Excellent for vision training tasks due to its large VRAM and Tensor Cores, enabling efficient processing of large batch sizes and complex models.

Diffusion Models

Well-suited for diffusion models, leveraging its Tensor Cores and large memory to handle the computational demands of these models efficiently.

Multimodal AI

Capable of handling multimodal AI workloads effectively, thanks to its ample VRAM and versatile architecture supporting diverse data types.

Reinforcement Learning

Effective for reinforcement learning tasks, providing the necessary computational power and memory bandwidth for complex simulations and model updates.

HPC / Simulation

Strong support for HPC simulations with robust FP64 performance, making it suitable for scientific and engineering applications requiring high precision.

Scientific Computing

Ideal for scientific computing tasks, offering excellent double precision performance and large memory capacity for data-intensive computations.

Edge Inference

Not optimal for edge inference due to its high power consumption and large form factor, better suited for data center environments.

Real-Time Serving

Capable of real-time AI serving with high throughput and low latency, supported by its powerful Tensor Cores and large memory capacity.

Fine-Tuning

Highly efficient for full fine-tuning tasks, leveraging its large VRAM to manage extensive model parameters and gradients.

LoRA Efficiency

Efficient for LoRA fine-tuning, benefiting from its architecture's ability to handle lower VRAM requirements while maintaining performance.

Market Authority

MLPerf Ranking

The NVIDIA A100 80GB PCIe is officially listed in MLPerf Training and Inference results (v1.1, v2.0, v2.1, v3.0) as a tested system by NVIDIA and partners.
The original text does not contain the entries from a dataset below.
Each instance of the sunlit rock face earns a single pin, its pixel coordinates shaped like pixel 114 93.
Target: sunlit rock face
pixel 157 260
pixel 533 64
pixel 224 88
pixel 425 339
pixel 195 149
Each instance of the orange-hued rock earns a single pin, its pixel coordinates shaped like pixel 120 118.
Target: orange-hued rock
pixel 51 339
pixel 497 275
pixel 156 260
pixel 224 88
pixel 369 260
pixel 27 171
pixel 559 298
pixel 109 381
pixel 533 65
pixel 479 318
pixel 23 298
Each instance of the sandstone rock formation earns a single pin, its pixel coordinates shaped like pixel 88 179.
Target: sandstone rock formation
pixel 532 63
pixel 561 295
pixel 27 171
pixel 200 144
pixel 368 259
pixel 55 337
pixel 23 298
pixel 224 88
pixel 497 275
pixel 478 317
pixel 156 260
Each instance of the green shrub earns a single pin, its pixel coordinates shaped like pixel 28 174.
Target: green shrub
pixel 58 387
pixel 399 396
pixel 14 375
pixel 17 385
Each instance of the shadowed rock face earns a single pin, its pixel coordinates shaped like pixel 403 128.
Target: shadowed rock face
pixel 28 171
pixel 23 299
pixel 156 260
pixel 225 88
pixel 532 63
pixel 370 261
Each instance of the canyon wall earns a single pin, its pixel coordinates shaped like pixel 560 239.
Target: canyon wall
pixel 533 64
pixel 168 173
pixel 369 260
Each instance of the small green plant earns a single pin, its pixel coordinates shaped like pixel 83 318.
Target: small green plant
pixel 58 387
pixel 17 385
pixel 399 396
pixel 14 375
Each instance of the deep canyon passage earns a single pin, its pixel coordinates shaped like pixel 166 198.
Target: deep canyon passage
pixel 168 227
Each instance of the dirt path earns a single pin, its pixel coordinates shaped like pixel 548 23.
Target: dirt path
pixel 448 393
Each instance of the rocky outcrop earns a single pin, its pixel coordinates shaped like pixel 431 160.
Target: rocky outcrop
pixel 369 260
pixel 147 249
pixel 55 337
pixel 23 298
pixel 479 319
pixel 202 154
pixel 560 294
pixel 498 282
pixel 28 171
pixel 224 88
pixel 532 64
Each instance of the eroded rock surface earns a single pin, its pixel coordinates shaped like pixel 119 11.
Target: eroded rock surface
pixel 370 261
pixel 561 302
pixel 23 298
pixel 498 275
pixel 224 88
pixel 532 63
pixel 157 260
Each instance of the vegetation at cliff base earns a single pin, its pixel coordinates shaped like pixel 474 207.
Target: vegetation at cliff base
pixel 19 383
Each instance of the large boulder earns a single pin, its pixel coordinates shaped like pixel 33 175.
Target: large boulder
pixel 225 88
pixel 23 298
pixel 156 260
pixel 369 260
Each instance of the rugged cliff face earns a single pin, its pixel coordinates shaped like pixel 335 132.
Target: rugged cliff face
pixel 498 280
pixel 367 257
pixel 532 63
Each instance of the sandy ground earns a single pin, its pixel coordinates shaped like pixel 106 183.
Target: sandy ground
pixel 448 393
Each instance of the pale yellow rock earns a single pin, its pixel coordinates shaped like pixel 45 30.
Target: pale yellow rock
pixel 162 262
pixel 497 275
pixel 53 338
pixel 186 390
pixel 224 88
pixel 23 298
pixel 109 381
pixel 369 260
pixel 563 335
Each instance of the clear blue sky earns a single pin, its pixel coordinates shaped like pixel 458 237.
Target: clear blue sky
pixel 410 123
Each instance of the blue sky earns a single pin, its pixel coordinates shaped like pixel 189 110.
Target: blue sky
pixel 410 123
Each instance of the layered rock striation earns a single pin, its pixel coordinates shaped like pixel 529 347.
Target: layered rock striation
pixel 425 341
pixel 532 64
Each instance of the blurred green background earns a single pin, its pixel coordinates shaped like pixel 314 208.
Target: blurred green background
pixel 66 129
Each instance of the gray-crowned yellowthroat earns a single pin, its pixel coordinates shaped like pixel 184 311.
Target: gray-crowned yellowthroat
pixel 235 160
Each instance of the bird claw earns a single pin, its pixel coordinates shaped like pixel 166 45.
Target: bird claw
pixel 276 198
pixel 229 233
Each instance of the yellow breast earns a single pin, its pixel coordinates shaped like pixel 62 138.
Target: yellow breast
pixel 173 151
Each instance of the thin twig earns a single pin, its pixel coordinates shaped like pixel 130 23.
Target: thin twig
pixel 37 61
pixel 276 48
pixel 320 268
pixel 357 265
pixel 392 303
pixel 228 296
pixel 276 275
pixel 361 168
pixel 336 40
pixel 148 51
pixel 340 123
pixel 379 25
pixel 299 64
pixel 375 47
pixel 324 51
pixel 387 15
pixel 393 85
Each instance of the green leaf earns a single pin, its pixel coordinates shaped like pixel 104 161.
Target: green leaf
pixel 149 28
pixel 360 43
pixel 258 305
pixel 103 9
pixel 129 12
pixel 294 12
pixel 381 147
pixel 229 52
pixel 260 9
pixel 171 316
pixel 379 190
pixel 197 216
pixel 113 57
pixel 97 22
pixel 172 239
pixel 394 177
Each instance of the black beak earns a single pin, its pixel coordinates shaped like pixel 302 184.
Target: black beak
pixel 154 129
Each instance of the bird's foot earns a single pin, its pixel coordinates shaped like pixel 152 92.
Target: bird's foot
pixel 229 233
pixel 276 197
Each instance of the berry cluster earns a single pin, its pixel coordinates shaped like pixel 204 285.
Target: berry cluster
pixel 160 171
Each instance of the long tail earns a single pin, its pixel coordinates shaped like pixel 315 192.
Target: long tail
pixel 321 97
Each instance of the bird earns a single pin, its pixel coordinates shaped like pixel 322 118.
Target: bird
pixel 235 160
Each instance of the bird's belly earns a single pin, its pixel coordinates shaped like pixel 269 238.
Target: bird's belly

Results are published for both single-node and multi-node configurations.

Cloud Adoption

NVIDIA and hyperscalers (AWS, Google Cloud, Microsoft Azure) publicly confirm availability of A100 80GB PCIe instances (e.g., AWS p4d, Azure ND A100 v4, Google Cloud A2).

Supercomputer Usage

The A100 80GB PCIe is deployed in top supercomputers such as Perlmutter (NERSC), Selene (NVIDIA), and Leonardo (CINECA), as confirmed by official system documentation and TOP500 listings.

Research Citations

Thousands of research papers on arXiv and IEEE Xplore explicitly reference the use of NVIDIA A100 80GB PCIe for deep learning and HPC workloads (search: 'A100 80GB PCIe').

Community Benchmarks

A100 80GB PCIe results are included in open community benchmarks such as MLPerf, DAWNBench, and Hugging Face leaderboards, with users posting reproducible results.

GitHub Support

Widespread support for A100 80GB PCIe in major deep learning frameworks (PyTorch, TensorFlow, JAX) and libraries (DeepSpeed, Megatron-LM, Hugging Face Transformers) with explicit optimization flags and documentation.

Enterprise Cases

NVIDIA and partners (e.g., Microsoft, Oracle, Dell) have published enterprise case studies highlighting A100 80GB PCIe deployments for AI training, inference, and HPC workloads.

Key Strengths

This GPU excels at AI training and inference, offering exceptional performance for deep learning frameworks like TensorFlow and PyTorch. Its large memory capacity and high bandwidth make it particularly effective for large-scale models and data-intensive tasks. The A100's support for multi-instance GPU (MIG) technology allows for efficient resource partitioning.

Limitations

While the A100 80GB PCIe offers excellent performance, it lacks NVLink support, which can be a limitation for workloads requiring high inter-GPU communication. Its high power consumption necessitates adequate power supply and cooling infrastructure. Availability can be constrained due to high demand and production limitations.

Also in the Lineup

GeForce RTX 4090 Founders Edition

NVIDIA

GeForce RTX 5080 Founders Edition

NVIDIA

GeForce RTX 5090 RTX 5090

NVIDIA

H100 NVL

Expert Insight

The A100 represents a strategic leap in AI compute. When comparing cloud providers, consider not just the hourly rate, but also the interconnect bandwidth (InfiniBand/NVLink) and regional availability which can significantly impact total cost of ownership for large-scale training.

Glossary Terms

FP32 TFLOPS

VRAM

TDP

Cores

Information updated daily. Cloud pricing subject to vendor availability.